I grew up watching the Italian Stallion. My dad had all the Rocky movies bootlegged on VHS tapes, and the first time I popped in part IV, I didn’t think Rock had a chance against that cyborg-looking Russian dude, Ivan Drago. He was a mountain of muscle and had a mean flattop, and to top it all off, he had just iced Apollo Creed in the ring! Game over. But Balboa chopped him down, but not without taking a beating himself (excuse the 28-year-old spoiler).
Aside from this being a sorry excuse to talk about one of my favorite figures in American cinema, the above quote does apply to the topic of choosing our Best Of’s for 2013. The trucks we feature don’t just look pretty on paper, they actually square off and go toe-to-toe. Some of the owners might not think of it like that, but our group does when it comes down to comparing paint jobs and suspension mods. It’s not a fight to the death or anything like that, but a closer examination of some of the toughest builds out there. Read up and see how your favorite truck from the last 12 issues did against the competition.
We usually open up our website to let you the reader vote through our online poll, so we’ll keep the trend going again this year. In years past, we’ve seen people hijack the system by voting a billion and half times for their friend’s truck, so to make it fair, you’re just going to have to vote a whole two billion times to pass ’em up. It’s a skewed system but it’s just how Internet democracy operates. Go to minitruckinweb.com, get your clicker finger ready, and vote already!

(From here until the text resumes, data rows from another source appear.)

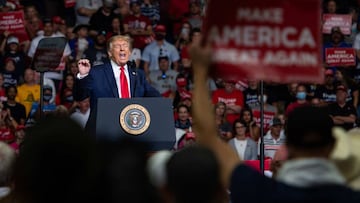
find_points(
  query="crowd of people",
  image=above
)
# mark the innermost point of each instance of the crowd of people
(157, 41)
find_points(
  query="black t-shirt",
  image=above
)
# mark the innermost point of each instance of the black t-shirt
(17, 111)
(325, 94)
(335, 110)
(248, 185)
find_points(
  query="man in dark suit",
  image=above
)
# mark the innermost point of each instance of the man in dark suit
(117, 78)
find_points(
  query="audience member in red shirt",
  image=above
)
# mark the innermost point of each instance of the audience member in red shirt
(233, 99)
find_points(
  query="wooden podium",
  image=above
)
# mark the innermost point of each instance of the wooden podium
(148, 120)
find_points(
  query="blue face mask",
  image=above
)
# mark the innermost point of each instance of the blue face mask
(301, 95)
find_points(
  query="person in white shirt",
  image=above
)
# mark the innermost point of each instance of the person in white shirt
(245, 147)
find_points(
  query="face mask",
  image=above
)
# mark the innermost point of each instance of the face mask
(47, 97)
(159, 36)
(69, 99)
(301, 95)
(264, 98)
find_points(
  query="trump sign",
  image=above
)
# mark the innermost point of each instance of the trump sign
(270, 40)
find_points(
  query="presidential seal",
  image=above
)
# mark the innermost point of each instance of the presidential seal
(135, 119)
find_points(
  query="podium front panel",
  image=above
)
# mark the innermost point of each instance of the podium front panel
(148, 120)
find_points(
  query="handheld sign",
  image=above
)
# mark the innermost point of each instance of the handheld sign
(337, 20)
(270, 40)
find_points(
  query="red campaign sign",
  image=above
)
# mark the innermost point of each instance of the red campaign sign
(336, 20)
(14, 23)
(268, 116)
(49, 53)
(69, 3)
(340, 56)
(270, 40)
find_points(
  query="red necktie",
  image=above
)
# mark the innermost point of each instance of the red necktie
(123, 84)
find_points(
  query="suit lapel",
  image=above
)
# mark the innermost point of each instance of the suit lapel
(132, 76)
(109, 74)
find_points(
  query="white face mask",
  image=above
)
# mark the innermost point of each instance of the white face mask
(264, 98)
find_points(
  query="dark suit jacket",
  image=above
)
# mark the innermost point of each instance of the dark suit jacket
(100, 83)
(250, 150)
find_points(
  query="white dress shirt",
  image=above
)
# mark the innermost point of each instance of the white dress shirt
(116, 70)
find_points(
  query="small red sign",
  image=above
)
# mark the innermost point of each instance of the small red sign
(340, 56)
(337, 20)
(270, 40)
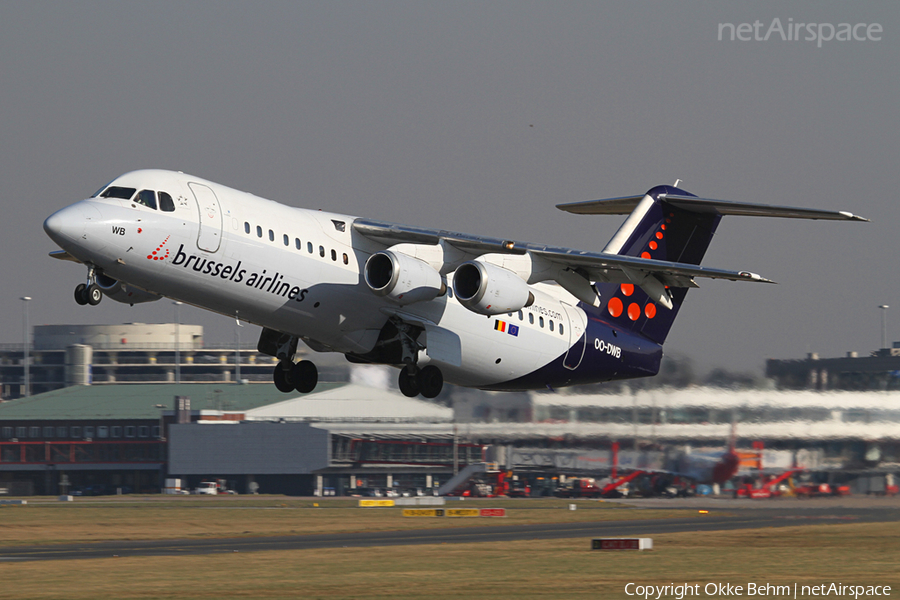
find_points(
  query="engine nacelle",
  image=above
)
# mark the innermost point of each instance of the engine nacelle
(402, 278)
(490, 290)
(123, 292)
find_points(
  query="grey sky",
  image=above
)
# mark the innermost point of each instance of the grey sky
(477, 117)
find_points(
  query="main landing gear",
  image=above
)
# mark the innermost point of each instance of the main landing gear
(413, 381)
(90, 292)
(427, 381)
(289, 376)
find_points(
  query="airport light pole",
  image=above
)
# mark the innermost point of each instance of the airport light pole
(27, 343)
(177, 343)
(237, 353)
(161, 407)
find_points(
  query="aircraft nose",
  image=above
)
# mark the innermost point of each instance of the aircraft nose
(66, 225)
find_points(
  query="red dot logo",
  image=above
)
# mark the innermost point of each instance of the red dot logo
(634, 311)
(614, 307)
(154, 255)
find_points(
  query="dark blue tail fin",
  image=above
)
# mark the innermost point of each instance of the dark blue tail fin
(659, 230)
(672, 225)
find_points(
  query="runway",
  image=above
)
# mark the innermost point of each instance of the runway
(736, 518)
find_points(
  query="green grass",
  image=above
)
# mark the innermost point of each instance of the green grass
(161, 517)
(849, 553)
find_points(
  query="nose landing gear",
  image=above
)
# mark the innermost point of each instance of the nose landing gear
(90, 292)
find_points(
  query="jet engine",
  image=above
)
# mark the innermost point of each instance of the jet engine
(123, 292)
(490, 290)
(402, 278)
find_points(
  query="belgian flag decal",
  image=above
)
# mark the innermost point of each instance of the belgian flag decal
(506, 327)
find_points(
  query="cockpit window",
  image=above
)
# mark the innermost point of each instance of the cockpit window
(147, 198)
(115, 191)
(166, 203)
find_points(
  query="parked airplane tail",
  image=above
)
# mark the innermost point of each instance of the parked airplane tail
(672, 225)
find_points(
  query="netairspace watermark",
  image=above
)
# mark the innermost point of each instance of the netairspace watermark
(685, 590)
(795, 32)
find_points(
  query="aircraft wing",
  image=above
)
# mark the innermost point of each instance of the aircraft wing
(595, 266)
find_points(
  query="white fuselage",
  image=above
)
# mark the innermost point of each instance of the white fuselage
(298, 271)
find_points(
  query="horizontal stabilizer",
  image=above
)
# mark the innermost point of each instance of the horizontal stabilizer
(625, 204)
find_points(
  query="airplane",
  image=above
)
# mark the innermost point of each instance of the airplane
(474, 311)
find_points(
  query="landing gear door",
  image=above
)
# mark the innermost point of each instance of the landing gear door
(577, 338)
(210, 233)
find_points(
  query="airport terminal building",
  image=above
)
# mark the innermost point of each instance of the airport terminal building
(345, 437)
(124, 407)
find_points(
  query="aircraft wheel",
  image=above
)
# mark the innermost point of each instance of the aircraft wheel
(430, 381)
(409, 386)
(282, 379)
(305, 376)
(93, 294)
(80, 296)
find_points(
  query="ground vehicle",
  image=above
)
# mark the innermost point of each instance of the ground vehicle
(518, 489)
(579, 487)
(213, 487)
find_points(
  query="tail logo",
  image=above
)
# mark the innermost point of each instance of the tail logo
(157, 254)
(616, 306)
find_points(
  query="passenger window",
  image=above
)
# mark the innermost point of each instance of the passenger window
(147, 198)
(166, 204)
(118, 192)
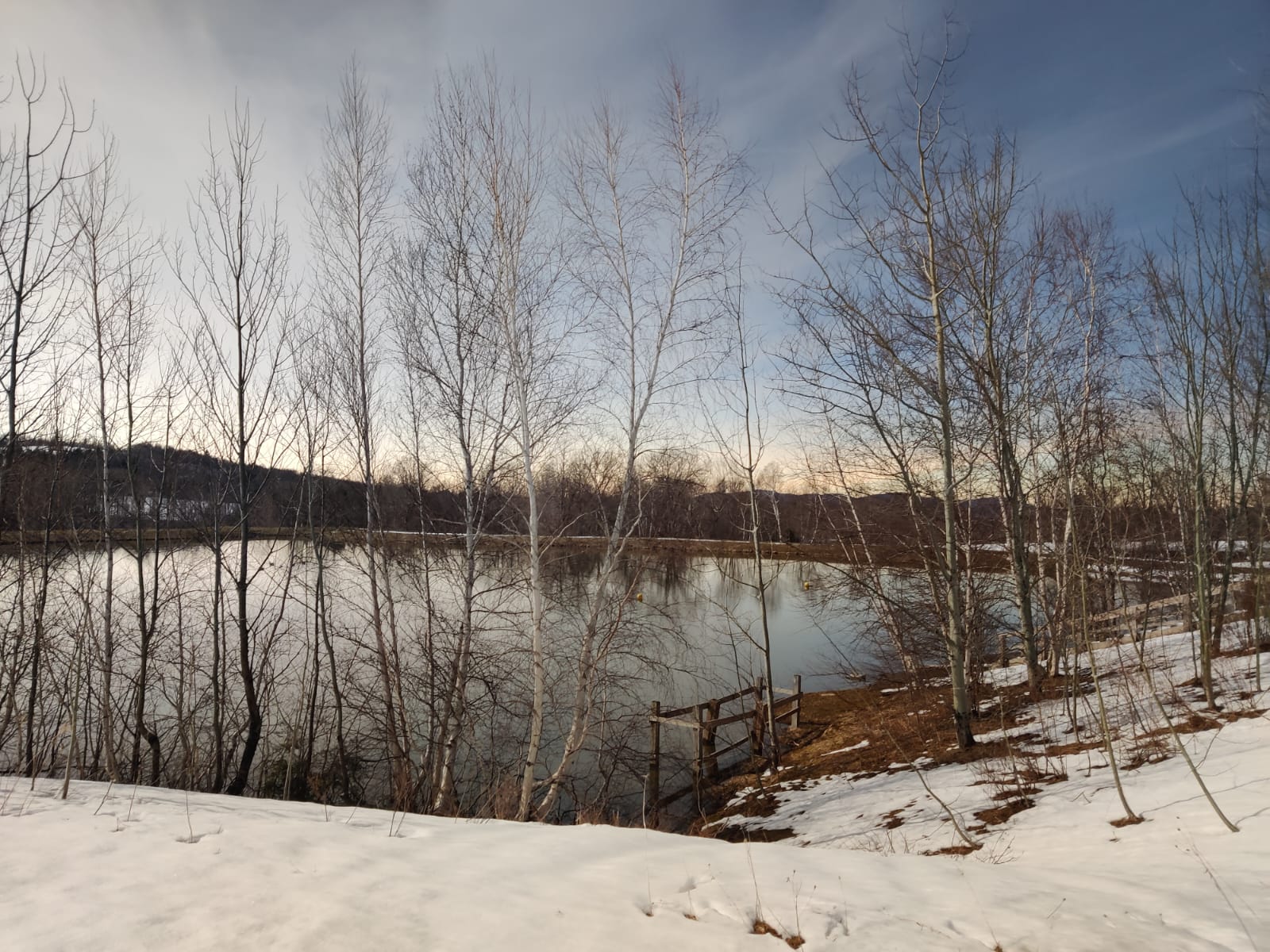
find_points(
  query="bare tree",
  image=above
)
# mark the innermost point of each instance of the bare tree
(653, 213)
(876, 315)
(37, 167)
(459, 395)
(349, 202)
(235, 279)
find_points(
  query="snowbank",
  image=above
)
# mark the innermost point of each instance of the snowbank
(83, 873)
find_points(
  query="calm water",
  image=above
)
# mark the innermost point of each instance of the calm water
(687, 630)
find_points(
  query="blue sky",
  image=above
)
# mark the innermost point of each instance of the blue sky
(1114, 102)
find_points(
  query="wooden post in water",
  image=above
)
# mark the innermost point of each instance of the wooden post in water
(708, 742)
(698, 757)
(654, 759)
(760, 729)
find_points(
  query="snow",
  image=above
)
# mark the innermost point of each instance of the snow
(105, 871)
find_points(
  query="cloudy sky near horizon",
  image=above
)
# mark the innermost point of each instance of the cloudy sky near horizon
(1114, 102)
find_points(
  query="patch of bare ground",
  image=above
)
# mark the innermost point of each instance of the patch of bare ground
(880, 727)
(1000, 814)
(959, 850)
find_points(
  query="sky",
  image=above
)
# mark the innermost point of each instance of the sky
(1114, 103)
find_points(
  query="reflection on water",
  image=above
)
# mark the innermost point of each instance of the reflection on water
(683, 628)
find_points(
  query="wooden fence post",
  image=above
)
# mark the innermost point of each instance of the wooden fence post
(698, 757)
(760, 729)
(654, 758)
(708, 742)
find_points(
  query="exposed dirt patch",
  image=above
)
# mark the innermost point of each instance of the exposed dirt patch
(959, 850)
(1000, 814)
(762, 835)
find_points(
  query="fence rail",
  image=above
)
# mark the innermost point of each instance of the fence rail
(704, 719)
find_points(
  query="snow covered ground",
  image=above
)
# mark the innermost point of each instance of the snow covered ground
(160, 871)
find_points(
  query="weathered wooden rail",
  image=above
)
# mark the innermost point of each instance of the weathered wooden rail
(705, 719)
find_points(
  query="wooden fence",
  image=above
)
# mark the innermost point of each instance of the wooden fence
(704, 720)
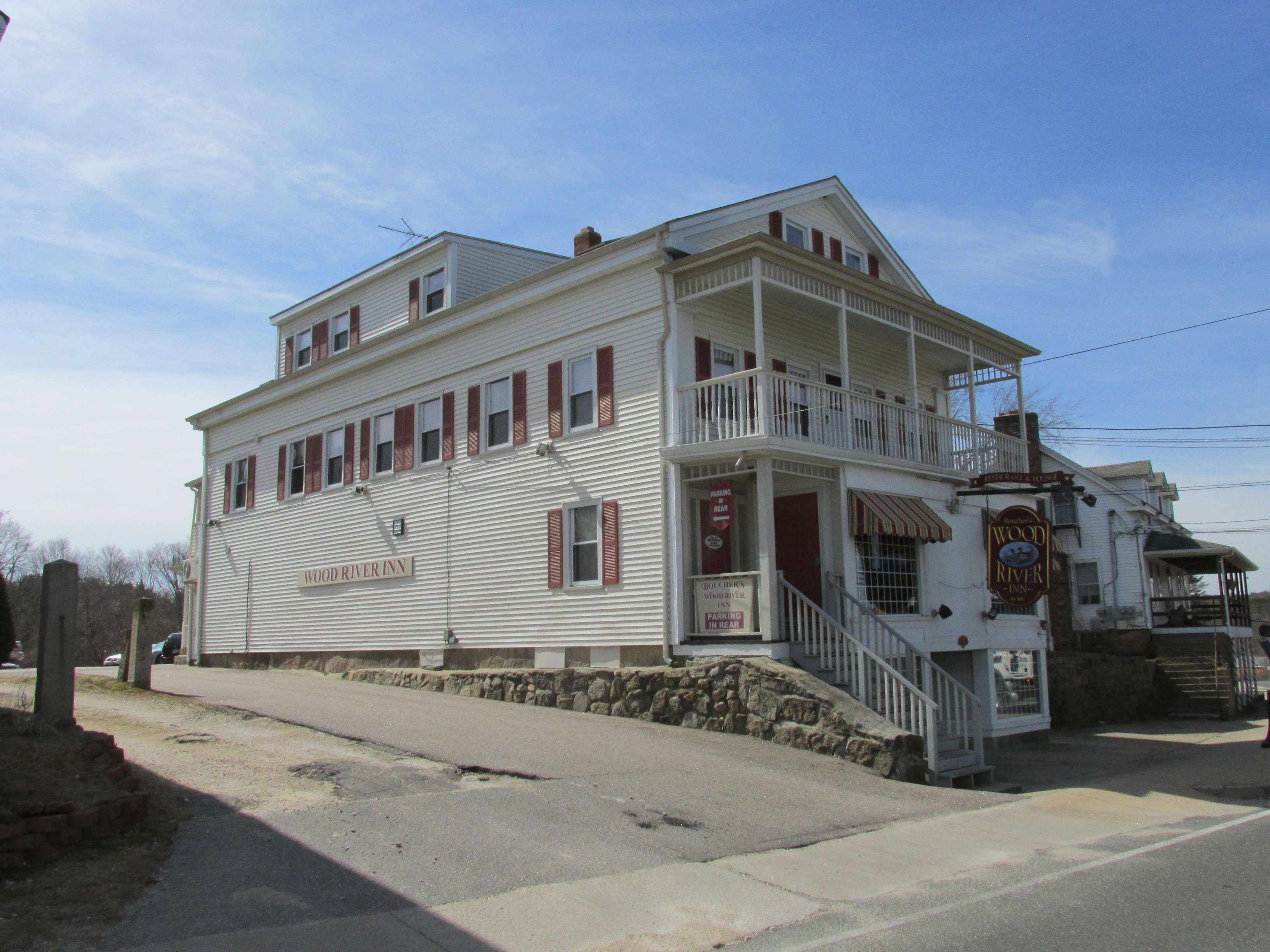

OK, so you’ll notice there are two trucks in the photo here. The sleek, low one is being steered by a pretty cool guy, and the big, dumb one has some random dude behind the wheel who decided it would be cool to speed up and photo bomb the scene. This was the best strip of pavement we had for these shots, and we didn’t have a whole lot of daylight left to flip around and get setup again. So instead of scrapping the shot completely, we’ll just put it right here to stand as evidence that everyone wants to get into MT—no matter what they drive.
That’s it for my ramblings this month—enjoy the preliminary bouts as well as the main event. And remember; when the Adrians of the world tell you that “you can’t win”, tell them to shut up and fight your own fight (OK, that was the last Rocky reference … for this issue.)
Be a thinker, not a stinker! (Just kidding—there’s another one.)